Возможно, это было главным открытием Виктора Колупаева, которое он внес не просто в свою жизнь, — внес в отечественную литературу. Именно об этом он возвышенно и взволнованно писал всю жизнь. Открытие позволило ему высказать странную догадку, объясняющую если не все, то многое:
«...Я не знаю, каким образом Вселенная может выйти из сингулярного состояния. Скорее всего эта проблема не просто физическая. Но предположим, что скорость фундаментального воздействия начинает уменьшаться и Вселенная выходит из сингулярного состояния. Это происходит не в шуме и грохоте Большого взрыва, а в тихом Сиянии и Славе...»
Вот так.
В тихом Сиянии и Славе...
«Если вам повезет, вы и этот роман не заметите, — не без горечи заметил Виктор немногим своим друзьям собравшимся на презентацию романа «Безвременье», — хотя действие в романе (в полном его виде) охватывает все Время и Пространство, начиная от возникновения Вселенной до ее конца. Более того, — добавил Виктор, — оно прихватывает и ту Вселенную, которая будет после ее конца».
Работая над «Безвременьем», Виктор , сажал картошку и овощи на мичуринском участке, как называют в Томске сады. Надо было жить. Книги не издавались.
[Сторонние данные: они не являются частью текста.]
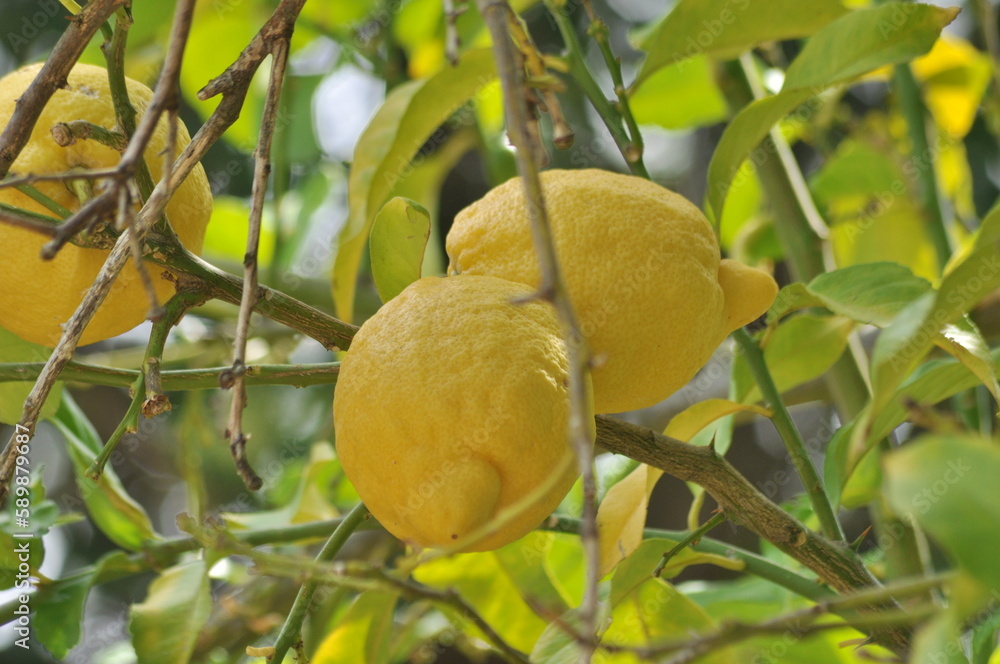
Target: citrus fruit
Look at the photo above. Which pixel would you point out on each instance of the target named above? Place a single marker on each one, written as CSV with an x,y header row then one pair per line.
x,y
452,406
37,296
642,268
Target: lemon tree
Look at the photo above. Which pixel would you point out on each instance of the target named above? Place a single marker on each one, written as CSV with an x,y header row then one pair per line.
x,y
350,437
643,271
40,295
427,475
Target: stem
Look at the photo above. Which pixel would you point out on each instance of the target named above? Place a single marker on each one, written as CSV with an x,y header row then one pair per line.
x,y
578,70
43,200
127,424
145,389
497,14
922,156
599,31
789,433
833,562
293,375
690,539
289,633
755,563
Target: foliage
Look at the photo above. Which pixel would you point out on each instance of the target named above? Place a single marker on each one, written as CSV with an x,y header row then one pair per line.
x,y
850,147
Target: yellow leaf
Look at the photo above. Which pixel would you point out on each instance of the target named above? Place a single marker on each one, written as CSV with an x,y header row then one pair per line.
x,y
955,76
621,516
Старые издательства исчезли, новые не нуждались в романтических исследованиях. Да и силы уходили.
«...двадцать лет назад я мог писать без передышки целый месяц, отвлекаясь на прогулку с собакой. Сейчас так не могу. Шесть-семь часов работы — и просто падаю перед телевизором, не видя, что там показывают, меня это не интересует. Лишь бы он тарахтел. Но мыслей, мне кажется, у меня стало больше. Продолжаю работать над темой Пространства и Времени, параллельно с трилогией. Это философская работа. Мне приятно сидеть за столом, даже не столько писать, сколько читать. Скажем, Платона или Лосева, кого-то еще...»
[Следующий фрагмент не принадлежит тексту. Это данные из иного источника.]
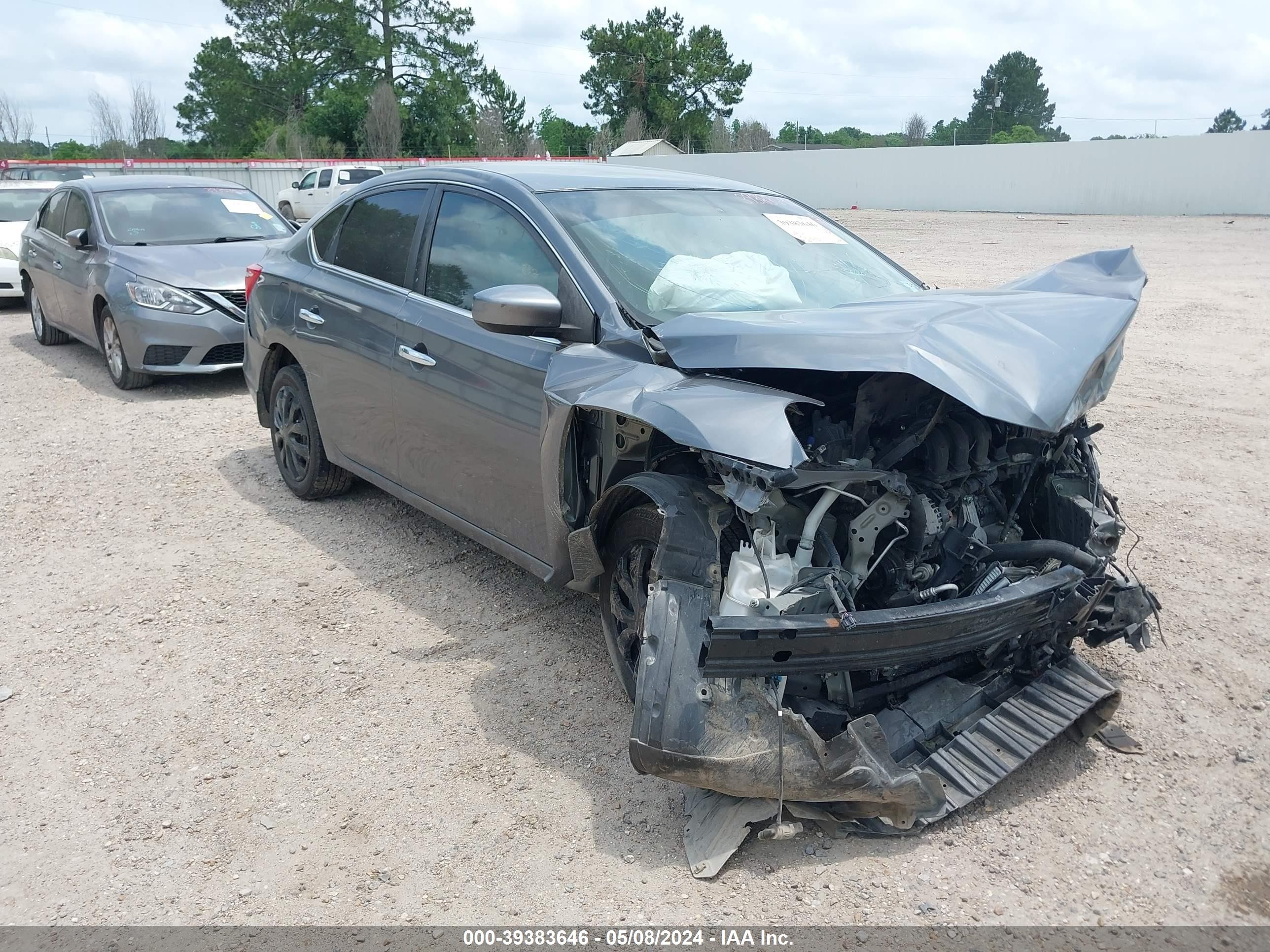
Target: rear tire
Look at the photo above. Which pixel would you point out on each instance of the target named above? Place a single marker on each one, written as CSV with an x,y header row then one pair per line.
x,y
629,552
298,446
116,361
46,333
Встречаясь время от времени, мы завершали веселые вечера пением оперных арий. Иногда мешали друг другу, иногда голоса сливались. Худой, смуглый, всегда внимательный Виктор на все смотрел пытливо, с первого взгляда мог даже показаться скучноватым, замкнутым, но это было не так. Мичуринский участок его располагался за Огурцово (аэропорт Томска). Когда «Ту» или «Илы» на форсаже уходили в небо, от рева и ужаса на грядках сами собой закрывались цветы. А если рейс по непогоде отменяли, посмеивался Викторов предполагаемую минуту взлета цветы все равно привычно закрывались. О юморе Виктора говорит само за себя и крошечное вступление, предпосланное самому любимому и, к сожалению, последнему его роману — «Сократ Сибирских Афин» («День и ночь», 2002).
«Прошу прощения у всех когда-то живших, ныне живущих и еще не родившихся философов за то, что я в этом романе не только использовал их мысли и идеи, но и всячески их исказил и переврал».